Hal ini disampaikan oleh Mehdi Paryavi, Pendiri dan Ketua IDCA, saat menjadi salah satu pembicara utama di ajang Data Center World 2025. Paryavi menekankan bahwa ekonomi digital bukanlah lagi sebuah pilihan, melainkan keniscayaan yang akan mencakup 30% dari PDB global pada tahun 2030. Dalam pandangannya, pusat data (data center) adalah "kilang-kilang modern" bagi ekonomi dunia saat ini.
"Jika memiliki kilang tradisional, Anda memasukkan minyak mentah dan mendapatkan produk petrokimia. Produk yang paling halus yang bisa Anda jual adalah data," ujar Paryavi. Ia mengkritik banyak negara yang masih salah mendefinisikan pusat data hanya berdasarkan ukuran fisik atau kapasitas listrik. Padahal, apa pun yang menghasilkan dan memproses data, bahkan sebuah USB stik berisi data intelijen, adalah pusat data yang krusial.

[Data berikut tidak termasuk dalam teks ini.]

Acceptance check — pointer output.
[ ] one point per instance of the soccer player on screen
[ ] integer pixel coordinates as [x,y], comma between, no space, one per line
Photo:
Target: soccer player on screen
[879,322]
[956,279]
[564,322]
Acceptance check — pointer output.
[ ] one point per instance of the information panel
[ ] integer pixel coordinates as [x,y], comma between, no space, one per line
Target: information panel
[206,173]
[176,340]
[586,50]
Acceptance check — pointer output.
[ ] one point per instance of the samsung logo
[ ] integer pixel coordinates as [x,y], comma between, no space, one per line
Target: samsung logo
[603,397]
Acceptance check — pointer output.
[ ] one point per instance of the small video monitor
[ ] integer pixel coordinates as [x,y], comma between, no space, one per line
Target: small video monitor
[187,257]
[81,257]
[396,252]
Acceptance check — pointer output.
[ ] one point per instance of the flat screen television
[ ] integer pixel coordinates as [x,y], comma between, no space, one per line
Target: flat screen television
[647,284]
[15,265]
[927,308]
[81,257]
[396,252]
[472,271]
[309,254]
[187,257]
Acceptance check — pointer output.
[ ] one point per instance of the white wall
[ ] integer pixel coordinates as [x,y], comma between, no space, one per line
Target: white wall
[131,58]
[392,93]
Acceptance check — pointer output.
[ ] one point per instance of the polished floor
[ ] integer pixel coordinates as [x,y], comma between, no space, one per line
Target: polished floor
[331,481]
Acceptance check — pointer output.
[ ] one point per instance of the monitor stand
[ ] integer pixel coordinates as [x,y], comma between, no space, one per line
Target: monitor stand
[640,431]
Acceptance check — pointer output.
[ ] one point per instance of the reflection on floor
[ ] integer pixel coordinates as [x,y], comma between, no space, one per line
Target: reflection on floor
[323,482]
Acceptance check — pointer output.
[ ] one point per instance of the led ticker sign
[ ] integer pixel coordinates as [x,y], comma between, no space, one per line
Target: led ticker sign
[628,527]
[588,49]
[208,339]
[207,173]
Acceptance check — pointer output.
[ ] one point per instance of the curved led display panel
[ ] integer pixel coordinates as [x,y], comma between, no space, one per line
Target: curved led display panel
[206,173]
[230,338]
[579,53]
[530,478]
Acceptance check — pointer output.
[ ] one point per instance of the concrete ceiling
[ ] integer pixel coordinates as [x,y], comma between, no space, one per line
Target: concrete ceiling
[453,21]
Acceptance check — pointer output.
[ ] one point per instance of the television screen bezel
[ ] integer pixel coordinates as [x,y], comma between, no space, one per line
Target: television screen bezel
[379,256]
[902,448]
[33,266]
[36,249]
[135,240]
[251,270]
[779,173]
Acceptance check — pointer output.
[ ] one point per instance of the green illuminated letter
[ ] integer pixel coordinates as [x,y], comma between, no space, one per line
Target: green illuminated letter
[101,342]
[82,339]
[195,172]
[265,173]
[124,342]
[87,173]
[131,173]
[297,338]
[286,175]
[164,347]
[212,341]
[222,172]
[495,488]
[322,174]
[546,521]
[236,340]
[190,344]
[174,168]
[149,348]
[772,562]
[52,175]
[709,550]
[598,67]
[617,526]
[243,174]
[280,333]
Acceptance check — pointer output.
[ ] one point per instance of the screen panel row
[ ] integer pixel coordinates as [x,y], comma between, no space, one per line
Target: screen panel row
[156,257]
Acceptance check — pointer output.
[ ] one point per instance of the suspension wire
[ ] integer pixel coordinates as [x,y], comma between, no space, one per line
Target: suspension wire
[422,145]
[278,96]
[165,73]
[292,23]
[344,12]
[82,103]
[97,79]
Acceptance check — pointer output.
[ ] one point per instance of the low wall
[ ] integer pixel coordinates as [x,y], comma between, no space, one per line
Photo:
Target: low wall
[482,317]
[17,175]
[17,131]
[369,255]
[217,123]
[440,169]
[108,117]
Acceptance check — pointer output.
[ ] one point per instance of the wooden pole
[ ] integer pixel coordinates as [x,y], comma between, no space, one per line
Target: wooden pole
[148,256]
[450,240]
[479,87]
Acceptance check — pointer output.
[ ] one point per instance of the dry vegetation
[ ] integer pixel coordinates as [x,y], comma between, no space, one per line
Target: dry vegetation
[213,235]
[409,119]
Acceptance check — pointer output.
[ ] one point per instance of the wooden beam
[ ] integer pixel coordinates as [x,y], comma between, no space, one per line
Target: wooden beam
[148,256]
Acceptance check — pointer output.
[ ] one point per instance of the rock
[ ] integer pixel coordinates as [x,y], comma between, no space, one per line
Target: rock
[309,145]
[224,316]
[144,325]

Pentingnya kemandirian digital ini, menurutnya, setara dengan ketahanan nasional. "Kita berada di era di mana jika negara tidak membangun kapasitas yang tepat, mereka harus bergantung pada negara lain untuk memproses data mereka," tambahnya.

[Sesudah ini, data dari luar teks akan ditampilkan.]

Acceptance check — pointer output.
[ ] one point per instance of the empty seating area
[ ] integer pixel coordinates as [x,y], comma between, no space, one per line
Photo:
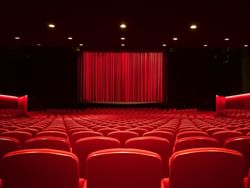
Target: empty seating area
[125,147]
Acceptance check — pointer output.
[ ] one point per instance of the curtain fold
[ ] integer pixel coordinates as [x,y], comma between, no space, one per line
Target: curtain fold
[121,77]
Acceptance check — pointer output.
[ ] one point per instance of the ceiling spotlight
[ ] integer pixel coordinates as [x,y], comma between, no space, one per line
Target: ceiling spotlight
[123,26]
[51,26]
[193,26]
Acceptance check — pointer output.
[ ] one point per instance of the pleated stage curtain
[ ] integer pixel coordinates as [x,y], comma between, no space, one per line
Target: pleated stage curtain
[123,77]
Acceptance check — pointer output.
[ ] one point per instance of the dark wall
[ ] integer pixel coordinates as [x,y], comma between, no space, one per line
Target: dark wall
[194,76]
[47,75]
[197,75]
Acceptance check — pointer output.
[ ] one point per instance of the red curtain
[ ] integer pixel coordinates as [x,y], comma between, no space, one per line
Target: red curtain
[121,77]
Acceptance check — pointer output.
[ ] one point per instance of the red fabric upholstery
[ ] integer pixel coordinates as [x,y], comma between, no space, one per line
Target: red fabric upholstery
[124,168]
[122,136]
[8,144]
[155,144]
[40,168]
[53,133]
[83,134]
[20,135]
[206,168]
[195,142]
[83,147]
[241,144]
[48,142]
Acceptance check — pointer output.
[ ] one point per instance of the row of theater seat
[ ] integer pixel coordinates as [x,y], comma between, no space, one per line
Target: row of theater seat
[162,134]
[123,168]
[155,135]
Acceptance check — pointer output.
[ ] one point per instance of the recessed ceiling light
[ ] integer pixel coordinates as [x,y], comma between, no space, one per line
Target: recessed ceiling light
[51,26]
[193,26]
[123,26]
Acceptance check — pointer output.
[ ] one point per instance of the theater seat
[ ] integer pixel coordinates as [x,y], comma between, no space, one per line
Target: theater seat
[164,134]
[22,136]
[84,146]
[124,168]
[53,133]
[8,144]
[122,136]
[221,136]
[206,168]
[83,134]
[195,142]
[241,144]
[40,168]
[155,144]
[48,142]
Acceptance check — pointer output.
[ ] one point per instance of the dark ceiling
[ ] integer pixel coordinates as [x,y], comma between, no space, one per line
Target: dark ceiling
[149,23]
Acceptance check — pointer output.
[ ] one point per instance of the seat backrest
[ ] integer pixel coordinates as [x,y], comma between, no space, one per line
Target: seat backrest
[124,168]
[53,133]
[195,142]
[191,133]
[221,136]
[84,146]
[8,144]
[122,136]
[48,142]
[22,136]
[206,168]
[164,134]
[155,144]
[40,168]
[241,144]
[83,134]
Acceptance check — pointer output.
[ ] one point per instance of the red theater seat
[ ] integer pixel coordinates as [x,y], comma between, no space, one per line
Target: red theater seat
[206,168]
[122,136]
[124,168]
[107,130]
[221,136]
[241,144]
[155,144]
[53,133]
[191,133]
[83,134]
[163,134]
[195,142]
[22,136]
[40,168]
[8,144]
[48,142]
[83,147]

Skala kebutuhan infrastruktur ini sangat besar. IDCA menyoroti beberapa proyek raksasa, seperti pembangunan hub digital 9 gigawatt di Kesultanan Oman dan proyek "Digital Triangle" berkapasitas 3 gigawatt yang disebut sebagai kluster super AI terbesar di dunia. Sebagai perbandingan, Loudoun County di AS, yang merupakan hub digital paling komprehensif, sudah mendorong daya 4 gigawatt, enam kali lebih besar dari Silicon Valley.
Untuk memenuhi permintaan global, dunia yang saat ini memiliki kapasitas 55 gigawatt harus meningkatkannya menjadi 300 gigawatt setelah tahun 2030. Proyeksi ini memerlukan investasi kolosal dari sektor IT yang diperkirakan mencapai USD26 triliun.

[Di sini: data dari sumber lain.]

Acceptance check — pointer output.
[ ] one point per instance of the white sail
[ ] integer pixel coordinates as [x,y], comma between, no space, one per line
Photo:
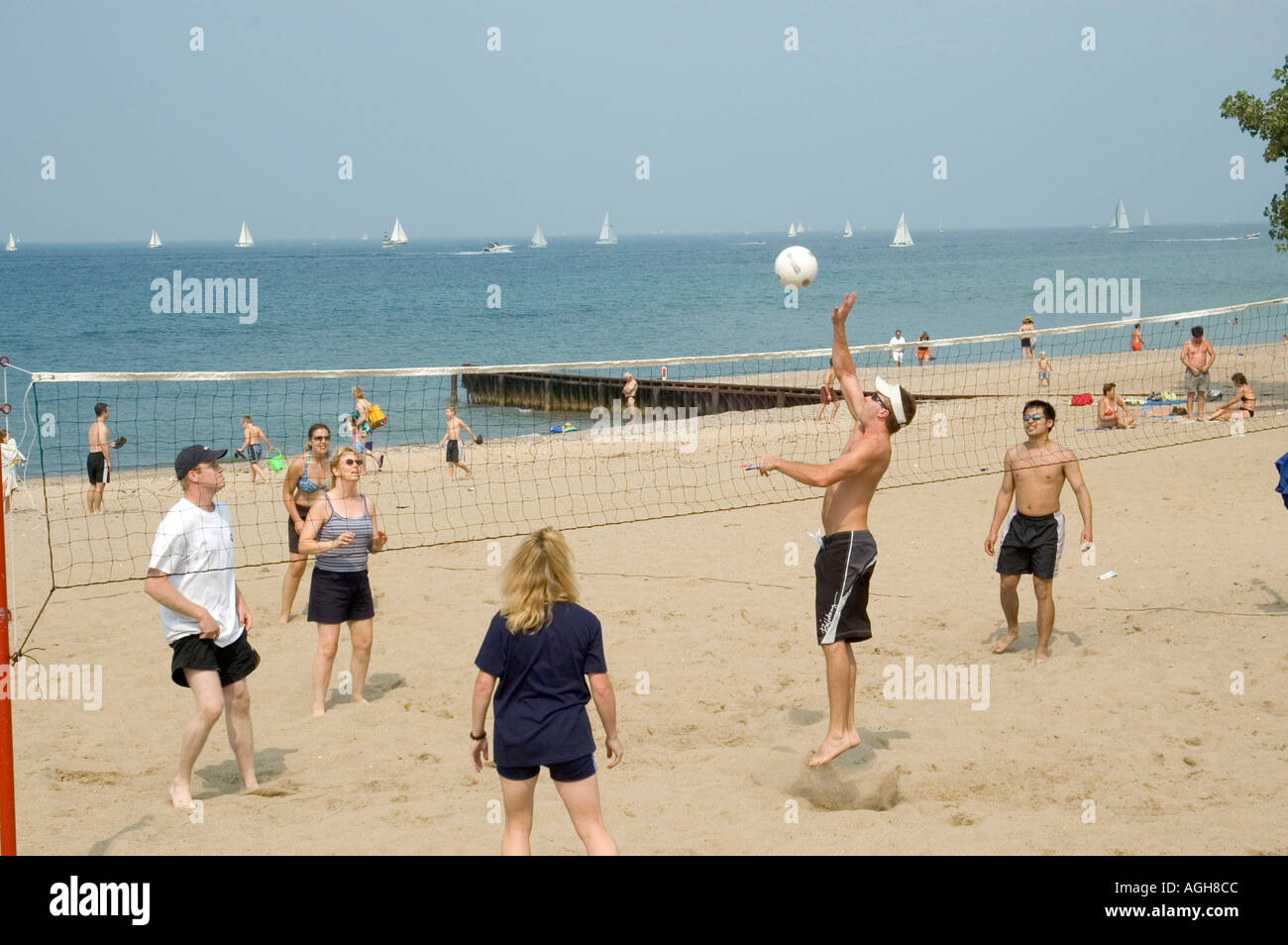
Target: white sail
[1121,223]
[606,235]
[902,237]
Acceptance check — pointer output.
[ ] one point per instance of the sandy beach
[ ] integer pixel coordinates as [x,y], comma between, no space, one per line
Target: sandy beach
[708,634]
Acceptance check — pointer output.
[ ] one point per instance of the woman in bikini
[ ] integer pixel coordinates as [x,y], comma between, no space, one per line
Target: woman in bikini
[1241,406]
[305,477]
[1112,412]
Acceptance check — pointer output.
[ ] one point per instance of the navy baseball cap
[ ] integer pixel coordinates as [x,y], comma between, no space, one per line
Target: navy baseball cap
[191,458]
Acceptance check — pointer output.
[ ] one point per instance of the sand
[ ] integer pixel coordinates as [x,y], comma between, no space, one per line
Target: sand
[1129,740]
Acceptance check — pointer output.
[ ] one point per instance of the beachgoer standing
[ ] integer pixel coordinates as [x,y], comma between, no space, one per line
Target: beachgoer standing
[452,438]
[253,450]
[537,654]
[844,566]
[1026,329]
[827,393]
[1198,358]
[897,344]
[307,476]
[204,617]
[99,464]
[340,529]
[1033,535]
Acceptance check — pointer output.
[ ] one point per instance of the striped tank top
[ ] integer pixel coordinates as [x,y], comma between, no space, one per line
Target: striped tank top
[351,558]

Untuk menarik investasi asing (FDI) sebesar itu, Paryavi menegaskan perlunya standar yang efektif untuk menciptakan iklim "prediktabilitas". IDCA, yang didukung oleh para pakar dari Google, Amazon, dan Meta, telah membangun standar terbuka yang berpusat pada aplikasi untuk menciptakan ekosistem yang holistik.
Dalam laporan terbarunya, IDCA juga memeringkat 187 negara berdasarkan keberadaan digital mereka. Secara mengejutkan, Selandia Baru menempati peringkat pertama di Asia-Pasifik, sementara AS berada di peringkat ke-38 global. Peringkat ini, jelas Paryavi, tidak hanya melihat kondisi saat ini, tetapi potensi sebuah negara untuk 5 hingga 10 tahun ke depan.
Dalam konteks Asia, Tiongkok disebut sebagai "naga tidur" yang memiliki potensi terbesar untuk merevolusi dunia AI, meskipun saat ini pemanfaatan kapasitasnya masih di bawah 1%. Peringatan ini menjadi sinyal bagi semua negara bahwa perlombaan untuk membangun kedaulatan digital telah dimulai, dan mereka yang tertinggal akan menanggung konsekuensi ekonomi dan keamanan yang berat.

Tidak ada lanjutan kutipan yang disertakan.